My husband and I sold our house in Conroe, leaving behind a great garage studio and moved into an apartment in the Museum District where I could be close to Glassell Studio School. I started taking classes there and turned the apartment’s small utility room into my pottery studio. My third year on the event committee, I accepted a challenge to make 100 bowls to donate to the event. I decided that I would throw at least five bowls each morning and that I wouldn’t eat breakfast until I was finished. I thought about all the kids that had touched my life while I wrestled with the clay on the wheel.
In 2014, I was part of Glassell’s group effort to make 1,000 bowls for Empty Bowls Houston. With each bowl selling for a $25 donation, Houston Food Bank – the event’s beneficiary –provides 75 meals. I did the math in my head, while working at the wheel . . . “How many people did I feed today?” And, of course, I thought about my former students.

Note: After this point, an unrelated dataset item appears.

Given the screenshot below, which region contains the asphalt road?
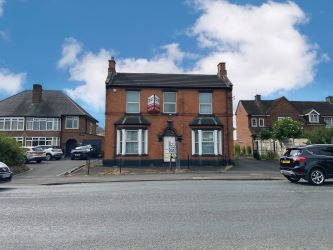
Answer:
[0,180,333,250]
[14,159,86,179]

I have been on the Empty Bowls Houston committee for 16 years and have served many roles – organizer of demo artists for the event, volunteer coordinator and even event chair in 2015 – and I continue to make and donate bowls for the event. I have learned that the Houston artist community is extremely generous with their time and talent and have met a lot of really amazing people. Being an artsy person, I was always the misfit in my family, but here I am in a community where I feel I belong! I’m still uncomfortable in meetings, stumble over my words when talking in public and I feel awkward asking people to volunteer to do things, but I know the pain of hunger is much more uncomfortable.
This year Empty Bowls Houston turns 20 – it is hard to believe! While we had to skip the event during the pandemic, we still found ways to make and sell bowls to benefit Houston Food Bank and fill empty bowls in our community and are so happy to be back to our in-person event. This year’s Empty Bowls Houston is Saturday, May 16 at Silver Street Studios from 10 am to 3 pm. Attendees may choose from more than 1,500 original one-of-a-kind bowls – made and DONATED by local artists! – for a $25 donation and will receive a light lunch from Salata, iced coffee from Katz Coffee and a sweet treat from Ben & Jerry’s. Live music by local musicians is being provided by Sofer Entertainment and potters, woodturners and other artists will demonstrate the art of bowl-making in their medium. It is a wonderful day of community and art!
We also have a ticketed Preview Party on Friday, May 15 – chaired, in part, by my daughter Anna and son-in-law Scott. I am so proud to have Anna on the Empty Bowls Houston committee with me and to see her spearhead the Preview Party!